Outgoing Labour senator Denis Landy from Carrick-on-Suir retained his seat in the Seanad election and Tipperary Town native John Dolan of the Disabilities Federation of Ireland has been elected a senator for the first time.
Former Fine Gael TD Noel Coonan, who lost his seat in the General Election, and Fianna Fail Cllr Michael Smith, who also failed to win a Dail seat in February, were both unsuccessful in the Seanad election. Both were nominated to run for the Seanad's Agricultural Panel.
Senator Denis Landy won the ninth of 11 seats on the Agricultural Panel and was elected on the 21st count. In the 2011 Seanad race, he won a seat on the Administrative Panel but was nominated to the Agricultural Panel by the Irish Greyhound Owners & Breeders Federation this time round after serving as Labour's Agriculture spokesman in the last Seanad.
He was one of four Labour senators elected and he declared the result to be a "good day" for the embattled Labour Party as all its candidates were elected.
Sen. Landy said he was delighted with his re-election as it had been a difficult race with the number of Labour councillors around the country down from 138 in 2011 to 51 since the 2015 local elections.
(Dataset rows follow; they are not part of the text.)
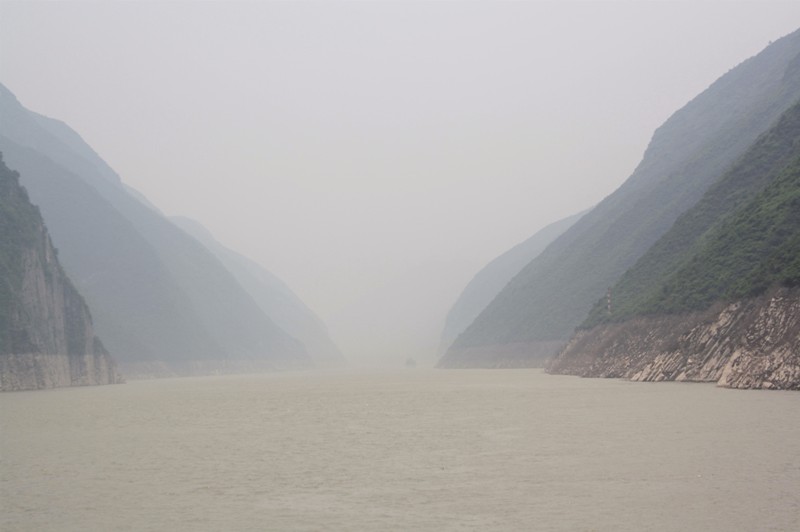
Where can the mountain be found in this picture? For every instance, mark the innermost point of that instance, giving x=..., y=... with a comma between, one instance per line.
x=46, y=334
x=490, y=280
x=162, y=302
x=273, y=296
x=717, y=298
x=531, y=319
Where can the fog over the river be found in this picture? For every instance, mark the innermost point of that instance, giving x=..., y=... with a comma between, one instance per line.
x=374, y=155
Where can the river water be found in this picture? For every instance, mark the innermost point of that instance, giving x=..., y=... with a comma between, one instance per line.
x=407, y=450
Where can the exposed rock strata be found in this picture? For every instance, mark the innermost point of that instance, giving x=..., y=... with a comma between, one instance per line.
x=47, y=339
x=747, y=344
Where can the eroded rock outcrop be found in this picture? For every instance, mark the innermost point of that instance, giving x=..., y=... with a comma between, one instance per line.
x=46, y=334
x=753, y=343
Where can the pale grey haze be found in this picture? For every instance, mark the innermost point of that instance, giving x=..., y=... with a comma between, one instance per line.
x=374, y=155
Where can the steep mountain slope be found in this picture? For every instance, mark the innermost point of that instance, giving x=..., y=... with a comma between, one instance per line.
x=695, y=264
x=542, y=305
x=46, y=334
x=164, y=303
x=274, y=298
x=490, y=280
x=726, y=306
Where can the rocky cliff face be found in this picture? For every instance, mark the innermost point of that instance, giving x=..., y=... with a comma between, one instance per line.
x=46, y=334
x=753, y=343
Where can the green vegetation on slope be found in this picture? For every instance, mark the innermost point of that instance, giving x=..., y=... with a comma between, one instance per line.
x=757, y=248
x=716, y=249
x=491, y=279
x=556, y=291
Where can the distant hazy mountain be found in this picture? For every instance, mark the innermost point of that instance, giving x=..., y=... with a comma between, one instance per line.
x=46, y=334
x=717, y=298
x=538, y=310
x=162, y=302
x=273, y=297
x=490, y=280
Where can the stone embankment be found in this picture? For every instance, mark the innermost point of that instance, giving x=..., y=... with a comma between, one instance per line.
x=747, y=344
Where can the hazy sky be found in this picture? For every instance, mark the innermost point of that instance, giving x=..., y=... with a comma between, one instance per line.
x=374, y=155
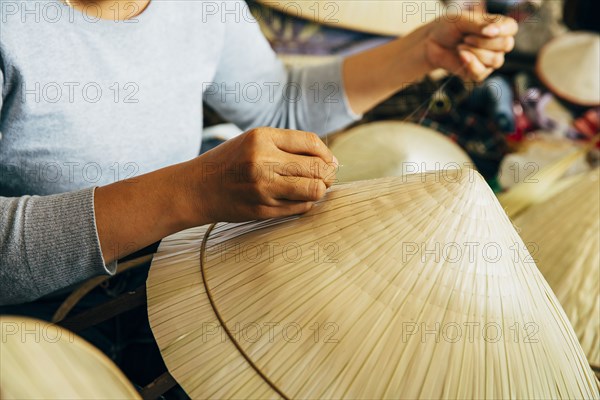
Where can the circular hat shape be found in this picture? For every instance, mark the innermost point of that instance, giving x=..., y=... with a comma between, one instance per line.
x=39, y=360
x=569, y=64
x=381, y=17
x=565, y=231
x=393, y=288
x=392, y=148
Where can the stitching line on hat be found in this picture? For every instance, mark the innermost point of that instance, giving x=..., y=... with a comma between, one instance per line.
x=222, y=322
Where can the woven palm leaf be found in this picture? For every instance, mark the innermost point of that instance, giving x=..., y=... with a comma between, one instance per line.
x=394, y=148
x=382, y=17
x=569, y=66
x=43, y=361
x=358, y=299
x=565, y=233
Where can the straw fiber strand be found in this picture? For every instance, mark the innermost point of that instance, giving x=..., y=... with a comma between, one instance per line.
x=43, y=361
x=334, y=303
x=394, y=148
x=565, y=233
x=382, y=17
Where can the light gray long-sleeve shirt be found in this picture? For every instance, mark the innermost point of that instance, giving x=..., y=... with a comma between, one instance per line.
x=88, y=101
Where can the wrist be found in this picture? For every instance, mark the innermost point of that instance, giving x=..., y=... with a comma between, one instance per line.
x=189, y=198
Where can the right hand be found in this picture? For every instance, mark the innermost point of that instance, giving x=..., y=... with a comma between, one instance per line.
x=261, y=174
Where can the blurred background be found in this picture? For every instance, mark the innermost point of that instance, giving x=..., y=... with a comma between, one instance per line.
x=526, y=116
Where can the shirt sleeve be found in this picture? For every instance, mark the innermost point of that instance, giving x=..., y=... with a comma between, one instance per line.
x=253, y=88
x=47, y=243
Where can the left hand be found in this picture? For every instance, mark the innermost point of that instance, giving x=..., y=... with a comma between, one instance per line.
x=472, y=45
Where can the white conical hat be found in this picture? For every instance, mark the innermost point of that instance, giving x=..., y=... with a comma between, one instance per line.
x=565, y=234
x=383, y=17
x=393, y=148
x=570, y=66
x=372, y=294
x=43, y=361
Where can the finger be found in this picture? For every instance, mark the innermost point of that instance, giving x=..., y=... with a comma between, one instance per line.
x=475, y=69
x=294, y=188
x=504, y=44
x=307, y=167
x=489, y=25
x=448, y=59
x=490, y=59
x=304, y=143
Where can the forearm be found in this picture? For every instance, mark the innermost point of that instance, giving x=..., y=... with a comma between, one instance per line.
x=137, y=212
x=374, y=75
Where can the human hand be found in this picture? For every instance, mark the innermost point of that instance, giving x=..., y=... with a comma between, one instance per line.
x=263, y=173
x=471, y=45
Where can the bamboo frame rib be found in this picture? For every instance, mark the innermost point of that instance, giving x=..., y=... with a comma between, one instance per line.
x=336, y=314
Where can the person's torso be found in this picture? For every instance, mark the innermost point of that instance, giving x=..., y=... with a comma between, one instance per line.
x=87, y=101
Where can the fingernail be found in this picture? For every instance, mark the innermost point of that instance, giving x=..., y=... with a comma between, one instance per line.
x=491, y=30
x=469, y=40
x=466, y=56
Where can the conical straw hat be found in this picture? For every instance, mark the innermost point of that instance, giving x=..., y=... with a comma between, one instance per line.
x=43, y=361
x=564, y=232
x=569, y=66
x=369, y=295
x=393, y=148
x=382, y=17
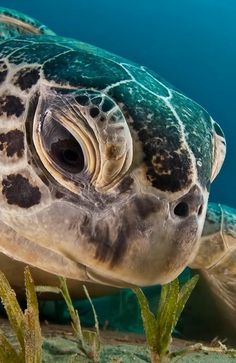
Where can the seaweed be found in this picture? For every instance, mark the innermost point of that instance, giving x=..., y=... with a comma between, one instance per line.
x=159, y=327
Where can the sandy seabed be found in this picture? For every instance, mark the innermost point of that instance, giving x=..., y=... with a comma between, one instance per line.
x=60, y=346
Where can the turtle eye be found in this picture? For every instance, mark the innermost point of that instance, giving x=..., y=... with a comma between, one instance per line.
x=62, y=147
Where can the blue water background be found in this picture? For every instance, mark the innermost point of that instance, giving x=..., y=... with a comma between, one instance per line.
x=191, y=43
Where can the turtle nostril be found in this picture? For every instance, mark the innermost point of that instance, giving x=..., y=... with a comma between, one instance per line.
x=200, y=210
x=181, y=210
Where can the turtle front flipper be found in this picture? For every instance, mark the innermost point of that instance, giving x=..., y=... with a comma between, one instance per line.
x=216, y=262
x=14, y=23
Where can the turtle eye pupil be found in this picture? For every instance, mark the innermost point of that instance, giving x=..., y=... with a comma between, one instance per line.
x=68, y=155
x=181, y=210
x=62, y=147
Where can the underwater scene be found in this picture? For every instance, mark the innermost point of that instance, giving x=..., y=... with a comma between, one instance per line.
x=117, y=168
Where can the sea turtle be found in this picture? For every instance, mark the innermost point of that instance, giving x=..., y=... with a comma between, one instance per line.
x=105, y=169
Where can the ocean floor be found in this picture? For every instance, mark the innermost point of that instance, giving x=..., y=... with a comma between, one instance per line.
x=60, y=346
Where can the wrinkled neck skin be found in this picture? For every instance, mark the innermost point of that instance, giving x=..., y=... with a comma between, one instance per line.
x=128, y=237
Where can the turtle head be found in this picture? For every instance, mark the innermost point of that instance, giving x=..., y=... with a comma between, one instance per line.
x=116, y=182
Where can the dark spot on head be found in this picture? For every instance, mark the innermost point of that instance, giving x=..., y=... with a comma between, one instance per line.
x=218, y=130
x=94, y=111
x=97, y=101
x=181, y=209
x=102, y=118
x=11, y=105
x=26, y=78
x=125, y=184
x=107, y=249
x=43, y=178
x=18, y=191
x=12, y=142
x=59, y=194
x=145, y=207
x=82, y=100
x=3, y=71
x=107, y=105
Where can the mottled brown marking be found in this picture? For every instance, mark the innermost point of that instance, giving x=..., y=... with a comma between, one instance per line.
x=26, y=78
x=12, y=142
x=18, y=191
x=11, y=105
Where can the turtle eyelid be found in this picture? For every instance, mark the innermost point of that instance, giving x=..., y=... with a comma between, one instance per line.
x=219, y=145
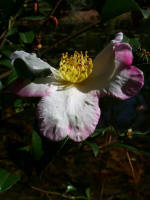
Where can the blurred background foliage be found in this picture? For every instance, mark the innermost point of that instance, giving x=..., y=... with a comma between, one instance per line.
x=114, y=162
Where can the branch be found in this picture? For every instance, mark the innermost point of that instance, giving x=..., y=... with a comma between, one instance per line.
x=57, y=193
x=56, y=6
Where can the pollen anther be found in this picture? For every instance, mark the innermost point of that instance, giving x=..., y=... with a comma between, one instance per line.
x=75, y=68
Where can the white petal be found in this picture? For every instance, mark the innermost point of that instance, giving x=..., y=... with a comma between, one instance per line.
x=68, y=113
x=39, y=88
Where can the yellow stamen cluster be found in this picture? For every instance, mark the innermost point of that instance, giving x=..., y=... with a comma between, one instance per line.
x=75, y=68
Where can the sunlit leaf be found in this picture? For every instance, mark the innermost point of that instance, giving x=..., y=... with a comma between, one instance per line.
x=7, y=180
x=13, y=76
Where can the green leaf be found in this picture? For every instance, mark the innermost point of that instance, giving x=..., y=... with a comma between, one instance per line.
x=94, y=147
x=25, y=148
x=6, y=52
x=97, y=132
x=6, y=63
x=1, y=85
x=27, y=37
x=13, y=76
x=7, y=180
x=70, y=188
x=132, y=148
x=12, y=31
x=113, y=8
x=37, y=146
x=22, y=69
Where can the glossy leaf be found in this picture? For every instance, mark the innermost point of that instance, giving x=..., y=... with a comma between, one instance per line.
x=132, y=148
x=94, y=147
x=113, y=8
x=13, y=76
x=37, y=146
x=7, y=180
x=27, y=37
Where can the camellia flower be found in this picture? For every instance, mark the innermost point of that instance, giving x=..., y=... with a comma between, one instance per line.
x=70, y=95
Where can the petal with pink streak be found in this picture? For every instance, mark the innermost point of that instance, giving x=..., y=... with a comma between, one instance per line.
x=26, y=88
x=126, y=83
x=68, y=113
x=123, y=53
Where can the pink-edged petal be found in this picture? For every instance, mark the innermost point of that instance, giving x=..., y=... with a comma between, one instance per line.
x=34, y=64
x=113, y=72
x=104, y=62
x=126, y=83
x=25, y=88
x=68, y=113
x=123, y=54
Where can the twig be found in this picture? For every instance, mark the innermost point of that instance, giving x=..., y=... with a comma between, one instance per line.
x=5, y=74
x=5, y=33
x=86, y=28
x=102, y=191
x=56, y=193
x=56, y=6
x=131, y=166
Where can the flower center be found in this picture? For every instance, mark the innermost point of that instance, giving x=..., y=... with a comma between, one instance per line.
x=75, y=68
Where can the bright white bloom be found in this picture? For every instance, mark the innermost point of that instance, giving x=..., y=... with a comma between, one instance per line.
x=70, y=96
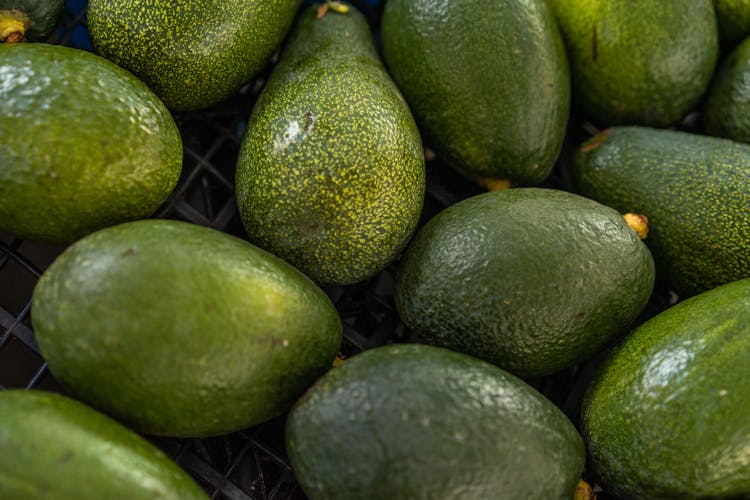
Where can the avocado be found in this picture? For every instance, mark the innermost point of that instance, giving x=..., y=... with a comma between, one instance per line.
x=55, y=448
x=331, y=172
x=638, y=62
x=59, y=182
x=694, y=189
x=177, y=329
x=667, y=416
x=415, y=421
x=28, y=20
x=487, y=82
x=193, y=54
x=531, y=279
x=726, y=112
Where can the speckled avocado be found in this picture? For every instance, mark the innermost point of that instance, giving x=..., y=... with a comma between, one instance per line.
x=638, y=62
x=487, y=82
x=415, y=421
x=533, y=280
x=28, y=20
x=331, y=174
x=193, y=54
x=694, y=189
x=59, y=182
x=192, y=332
x=667, y=416
x=55, y=448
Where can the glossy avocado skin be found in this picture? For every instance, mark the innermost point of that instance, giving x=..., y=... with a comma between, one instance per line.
x=415, y=421
x=55, y=448
x=331, y=173
x=628, y=71
x=487, y=82
x=120, y=162
x=695, y=191
x=192, y=54
x=533, y=280
x=193, y=332
x=667, y=414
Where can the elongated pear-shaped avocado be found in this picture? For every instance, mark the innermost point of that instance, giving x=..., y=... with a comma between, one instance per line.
x=119, y=162
x=55, y=448
x=194, y=53
x=177, y=329
x=331, y=174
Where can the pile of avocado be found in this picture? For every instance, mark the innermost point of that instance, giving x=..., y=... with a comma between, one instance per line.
x=167, y=328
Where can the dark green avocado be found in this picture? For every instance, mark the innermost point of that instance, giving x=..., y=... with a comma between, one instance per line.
x=331, y=174
x=177, y=329
x=83, y=144
x=420, y=422
x=55, y=448
x=194, y=53
x=533, y=280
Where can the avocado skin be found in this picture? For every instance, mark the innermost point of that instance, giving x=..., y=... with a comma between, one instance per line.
x=667, y=414
x=726, y=112
x=331, y=173
x=638, y=62
x=39, y=16
x=180, y=330
x=192, y=54
x=55, y=448
x=120, y=162
x=415, y=421
x=487, y=82
x=694, y=189
x=533, y=280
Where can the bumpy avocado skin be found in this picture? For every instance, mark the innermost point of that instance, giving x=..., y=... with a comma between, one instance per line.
x=533, y=280
x=667, y=416
x=694, y=189
x=180, y=330
x=195, y=53
x=487, y=82
x=415, y=421
x=55, y=448
x=638, y=62
x=83, y=144
x=331, y=174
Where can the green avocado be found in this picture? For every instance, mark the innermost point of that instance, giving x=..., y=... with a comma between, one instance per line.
x=638, y=62
x=55, y=448
x=533, y=280
x=177, y=329
x=420, y=422
x=32, y=20
x=487, y=82
x=694, y=189
x=195, y=53
x=331, y=173
x=83, y=144
x=667, y=416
"That made the task much more difficult. I put in a massive campaign over the last year and a half and was on the road none stop over the last six weeks," he told The Nationalist.
His priorities in the Seanad will be to campaign for the restoration of town councils, the improvement of pay and conditions for councillors and agricultural issues, particularly those relating to the greyhound and horseracing industries. He will also be focusing on serving the people of his hometown Carrick-on-Suir and Co. Tipperary.
Meanwhile, Disabilities Federation of Ireland CEO John Dolan, a native of Tipperary Town, won his Seanad seat in the Administrative Panel race.
The Dublin based campaigner for people with disabilities said he was indebted to all those around the country who had faith in him and who want to see the voice of 600,000 people with disabilities and their families represented strongly.
" I trust that the new Dáil and Seanad, along with my support, will make ground-breaking developments in the inclusion of disabled people and their families. The support and work of disabled folk and their families around the country was critical and it often kept me going throughout the campaign. I will do everything possible to ensure the voice of those with disabilities is heard in the corridors of power," he said.
The Disabilities Federation of Ireland has been a long standing nominating body for the Seanad election but this was the first time that it and ten other nominating bodies joined forces to run their own candidates. The group of nominating bodies, eight of which were disability organisations, first ran an internal election that chose John Dolan and Lorraine Dempsey as candidates. Mr Dolan secured his Seanad seat with the help of transfers from his Ms Dempsey votes.
DFI said it wished to thank the ten organisations who have nominating status and who supported John's decision to run for the Seanad, and also all of those around the country who volunteered to support John Dolan's campaign.
Mr Dolan is married to fellow Tipperary woman Liz Ryan and his 20 year-old daughter Ruth was his election campaign manager. He previously worked with the Wheelchair Association of Ireland for 20 years before joining the DFI, which he has been CEO of since 2000.
Other Tipperary candidates who ran in the Seanad election but were unsuccessful were former FF Seanator and former North Tipperary county councillor John Hanafin from Thurles, Fianna Fail National Executive Vice President Arthur Griffin also from Thursday and Mary Hughes from Ballina, a town planner and past president of the Irish Planning Institute.